SMOKING is the single most important source of preventable disease and premature death in The United States today. Cigarettes cause one out of every five deaths in the U.S. today. While this figure will gradually decline to one in ten deaths in coming decades, this is still completely unacceptable.
More than 30 percent of coronary heart disease cases are attributable to cigarette smoking.
More than 30 percent of all annual cancer deaths are attributable to smoking. 86% of lung cancer is caused by smoking, and lung cancer is now the leading cancer killer in women as well as men.
Smoking is responsible for one-quarter of all deaths caused by fire.
Involuntary smoking is a cause of death and disease, including lung cancer, in healthy nonsmokers.
More than 80 percent of chronic obstructive lung diseases, including emphysema and chronic bronchitis, are attributable to smoking.
Tobacco-related disease places a tremendous financial burden upon the persons with the disease, their families, the health care delivery system, and society as a whole. California spends $5.8 billion a year in direct and indirect costs on smoking-related illnesses. Nationwide, the figure is $56 Billion annually.

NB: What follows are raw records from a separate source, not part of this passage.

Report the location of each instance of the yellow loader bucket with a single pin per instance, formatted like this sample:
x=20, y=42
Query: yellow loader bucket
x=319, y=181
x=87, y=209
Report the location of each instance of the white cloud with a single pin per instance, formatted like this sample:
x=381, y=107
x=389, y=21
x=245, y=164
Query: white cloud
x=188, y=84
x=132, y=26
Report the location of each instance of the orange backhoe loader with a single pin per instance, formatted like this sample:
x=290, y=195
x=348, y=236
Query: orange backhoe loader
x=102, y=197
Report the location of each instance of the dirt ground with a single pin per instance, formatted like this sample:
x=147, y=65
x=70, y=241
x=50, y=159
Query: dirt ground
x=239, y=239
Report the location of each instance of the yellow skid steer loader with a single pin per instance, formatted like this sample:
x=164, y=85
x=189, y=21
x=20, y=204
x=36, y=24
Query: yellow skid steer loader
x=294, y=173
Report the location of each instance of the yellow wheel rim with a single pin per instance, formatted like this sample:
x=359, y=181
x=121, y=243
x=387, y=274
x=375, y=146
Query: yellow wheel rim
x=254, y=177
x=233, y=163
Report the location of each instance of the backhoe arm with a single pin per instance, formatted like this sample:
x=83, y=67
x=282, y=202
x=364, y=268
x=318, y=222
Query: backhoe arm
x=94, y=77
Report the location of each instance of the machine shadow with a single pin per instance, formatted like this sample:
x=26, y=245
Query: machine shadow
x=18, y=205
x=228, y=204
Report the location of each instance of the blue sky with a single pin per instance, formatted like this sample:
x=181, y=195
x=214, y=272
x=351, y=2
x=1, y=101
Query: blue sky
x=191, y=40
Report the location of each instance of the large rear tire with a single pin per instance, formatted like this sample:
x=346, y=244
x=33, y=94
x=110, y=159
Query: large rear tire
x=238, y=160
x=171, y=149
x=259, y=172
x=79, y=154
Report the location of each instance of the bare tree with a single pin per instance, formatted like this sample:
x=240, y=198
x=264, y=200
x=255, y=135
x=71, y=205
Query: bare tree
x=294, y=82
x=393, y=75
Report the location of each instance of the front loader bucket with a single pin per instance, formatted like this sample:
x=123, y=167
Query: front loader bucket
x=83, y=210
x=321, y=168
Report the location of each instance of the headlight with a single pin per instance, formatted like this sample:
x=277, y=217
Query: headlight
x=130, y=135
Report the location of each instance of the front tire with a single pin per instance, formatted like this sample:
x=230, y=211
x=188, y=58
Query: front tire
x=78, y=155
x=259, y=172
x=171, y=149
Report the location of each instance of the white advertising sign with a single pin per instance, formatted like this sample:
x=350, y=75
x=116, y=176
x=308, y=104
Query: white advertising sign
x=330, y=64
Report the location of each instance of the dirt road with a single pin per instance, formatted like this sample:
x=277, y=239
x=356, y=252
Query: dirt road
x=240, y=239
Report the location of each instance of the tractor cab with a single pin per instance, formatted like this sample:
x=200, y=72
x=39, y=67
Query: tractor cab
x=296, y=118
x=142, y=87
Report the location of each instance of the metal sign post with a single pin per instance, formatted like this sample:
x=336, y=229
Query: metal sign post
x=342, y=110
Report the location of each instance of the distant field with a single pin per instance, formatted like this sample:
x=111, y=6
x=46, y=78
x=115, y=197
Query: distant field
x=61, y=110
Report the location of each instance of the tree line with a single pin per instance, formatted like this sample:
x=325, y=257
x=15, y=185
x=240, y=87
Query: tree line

Cigarettes are the second most heavily advertised product in America today, after cars. The tobacco industry is spending close to $4 billion per year promoting cigarettes, or $15 per head for every man, woman and child in the U.S.
Tobacco companies claim that they do not advertise to children. But the tobacco industry needs to recruit 5000 new smokers every day to replace those who are lucky enough to quit or unlucky enough too die. Who are these new recruits? They are our children.